同地域の経済活動を分野ごとにみると、雇用はわずかに(slightly)増加した。関係者は、今後1年間は控えめなペースで雇用増加が続くと見込んでいる。労働市場の状況に関する報告は業界によってまちまちだが、複数の業界で労働市場のさらなる軟化を報告した。その一方で、製造業、建設業、マーケティング業の複数の関係者は、依然として熟練労働者の採用に苦労している。ある関係者は、移民取り締まり強化への懸念の高まりがヘルスケア・ホスピタリティー業界の労働者の出勤率を低下させていると報告した。
個人消費は緩やかに増加した(moderately)。
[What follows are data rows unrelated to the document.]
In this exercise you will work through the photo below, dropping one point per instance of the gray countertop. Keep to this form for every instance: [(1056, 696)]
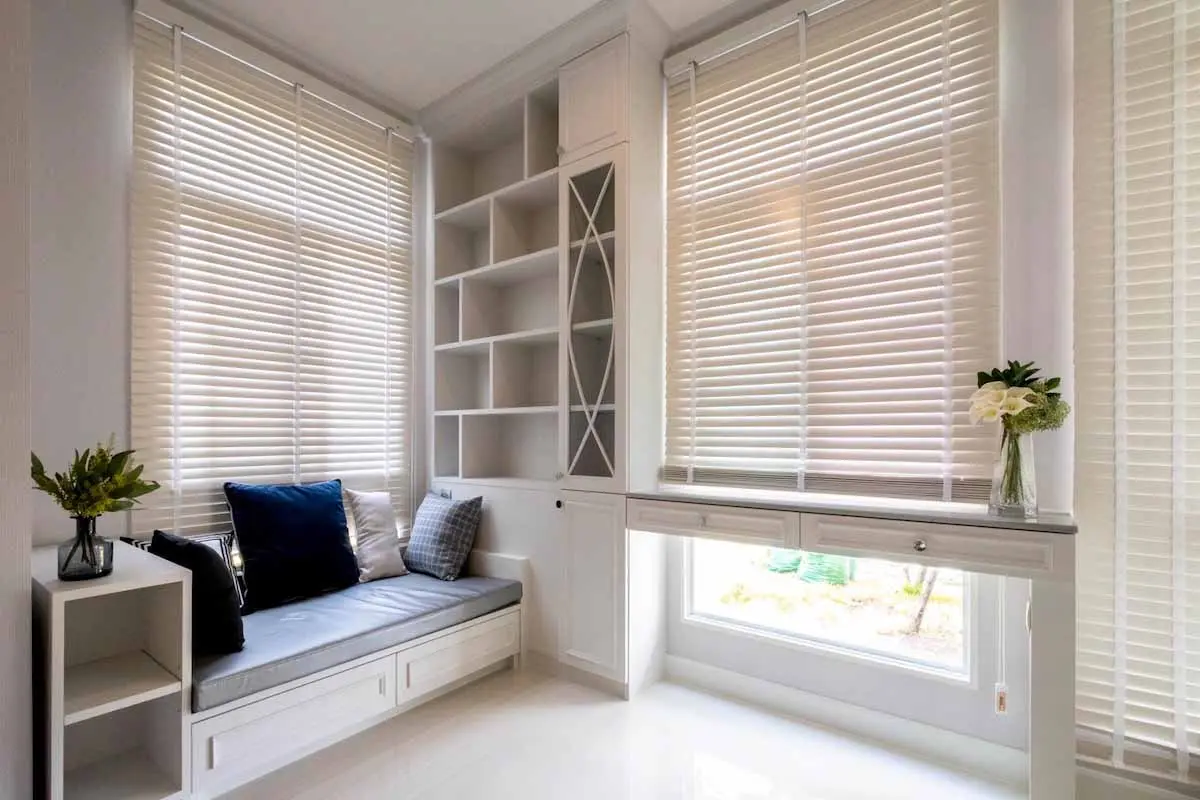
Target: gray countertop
[(940, 513)]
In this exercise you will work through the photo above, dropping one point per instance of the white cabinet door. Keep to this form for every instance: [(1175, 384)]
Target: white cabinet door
[(593, 100), (594, 632), (592, 308)]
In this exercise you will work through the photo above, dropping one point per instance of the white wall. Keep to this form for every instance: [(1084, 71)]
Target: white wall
[(15, 512), (1036, 181), (81, 146)]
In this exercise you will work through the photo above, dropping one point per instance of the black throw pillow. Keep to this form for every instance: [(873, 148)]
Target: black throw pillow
[(216, 607), (293, 539)]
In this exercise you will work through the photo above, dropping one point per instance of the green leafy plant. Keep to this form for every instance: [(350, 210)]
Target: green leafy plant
[(1019, 400), (96, 482)]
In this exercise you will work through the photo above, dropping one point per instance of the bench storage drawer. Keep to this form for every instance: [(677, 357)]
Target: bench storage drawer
[(233, 747), (707, 521), (433, 665)]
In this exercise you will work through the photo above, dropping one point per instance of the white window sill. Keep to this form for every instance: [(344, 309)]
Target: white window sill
[(931, 511)]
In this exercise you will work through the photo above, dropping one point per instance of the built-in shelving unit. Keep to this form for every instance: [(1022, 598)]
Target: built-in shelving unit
[(115, 671), (496, 292), (529, 283)]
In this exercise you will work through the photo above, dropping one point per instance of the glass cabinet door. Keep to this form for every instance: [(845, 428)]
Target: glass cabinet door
[(593, 210)]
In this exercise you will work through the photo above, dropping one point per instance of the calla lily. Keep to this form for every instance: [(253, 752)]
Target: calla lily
[(988, 389), (1014, 405)]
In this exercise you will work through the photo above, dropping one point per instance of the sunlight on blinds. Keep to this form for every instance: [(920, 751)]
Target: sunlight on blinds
[(271, 286), (833, 254), (1138, 340)]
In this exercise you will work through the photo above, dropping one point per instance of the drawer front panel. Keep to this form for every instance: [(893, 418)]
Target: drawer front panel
[(443, 661), (979, 549), (262, 735), (751, 525)]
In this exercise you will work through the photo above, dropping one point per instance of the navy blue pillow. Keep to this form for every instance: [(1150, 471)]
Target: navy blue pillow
[(294, 541)]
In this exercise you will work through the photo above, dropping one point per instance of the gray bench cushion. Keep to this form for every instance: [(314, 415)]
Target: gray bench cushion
[(304, 638)]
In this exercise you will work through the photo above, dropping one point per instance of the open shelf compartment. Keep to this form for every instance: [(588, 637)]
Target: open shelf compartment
[(510, 445), (490, 156), (445, 446), (491, 308), (541, 128), (462, 380), (525, 376), (135, 753), (121, 650), (445, 314)]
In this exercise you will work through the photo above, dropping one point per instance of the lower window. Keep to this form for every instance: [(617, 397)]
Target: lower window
[(906, 613)]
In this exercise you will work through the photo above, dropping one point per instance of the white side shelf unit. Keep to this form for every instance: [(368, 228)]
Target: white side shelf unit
[(496, 293), (114, 671)]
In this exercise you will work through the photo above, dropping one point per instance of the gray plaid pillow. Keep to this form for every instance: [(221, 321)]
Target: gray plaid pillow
[(443, 534)]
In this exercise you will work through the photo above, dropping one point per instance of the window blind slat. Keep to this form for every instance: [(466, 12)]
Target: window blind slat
[(271, 286), (832, 254)]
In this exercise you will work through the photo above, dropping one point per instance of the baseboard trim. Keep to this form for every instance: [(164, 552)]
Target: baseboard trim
[(1098, 783), (552, 666), (996, 763)]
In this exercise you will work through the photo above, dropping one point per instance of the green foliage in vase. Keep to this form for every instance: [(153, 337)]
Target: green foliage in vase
[(1019, 400), (96, 482)]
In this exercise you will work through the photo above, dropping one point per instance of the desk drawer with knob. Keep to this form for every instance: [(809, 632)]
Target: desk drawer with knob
[(964, 547), (706, 521)]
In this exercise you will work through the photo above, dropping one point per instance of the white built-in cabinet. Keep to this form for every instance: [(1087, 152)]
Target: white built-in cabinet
[(528, 299), (594, 100), (592, 635), (546, 233), (592, 192), (113, 678)]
自動車を除く小売売上高は全体として増加し、宝飾品、造園、コンピュータ分野で伸びた一方、マットレスとコンピュータ以外の家電製品は伸び悩んだ。9月末の税制優遇措置の廃止(2025年7月15日記事参照)を前に電気自動車(EV)の販売台数が伸びたことで、ライトビークル(乗用車と軽トラックの総称)の販売は緩やかに増加した。
企業支出はわずかに増加した。設備投資は低水準から上昇したが、今後1年間の支出はさらに小幅な増加となると予想している。
製造業の生産活動は控えめに拡大した。鉄鋼生産量はわずかに増加し、ある関係者はエネルギー部門の需要拡大を指摘した。加工金属の需要は、エネルギー・建設業界からの受注増加も一因となり、上昇した。
2025年の地区内での農業所得の見通しは、報告期間中ほとんど変化はなかった(little changed)。畜産業の収入見通しの改善が農業部門の見通しの悪化を相殺した。貿易情勢の不透明感は大豆輸出への懸念を引き続き高めている。乳製品価格はまちまち、卵価格は下落、生きた豚の価格は横ばいだったが、生きた牛の価格は過去最高値となった。また、農業機械販売は「低調」だった。関税引き上げによる肥料価格の上昇は2026年度の経営資金の調達コストに対する農家の懸念を強めた。
個々の調査対象項目ごとの詳細は添付資料表参照。
(注1)連邦公開市場委員会(FOMC)の開催に先立って、年8回公表されており、銀行からの報告やビジネス関係者などの声を基にまとめたもの。
(注2)アイオワ州、イリノイ州北部、インディアナ州北部、ウィスコンシン州南部、ミシガン州南部。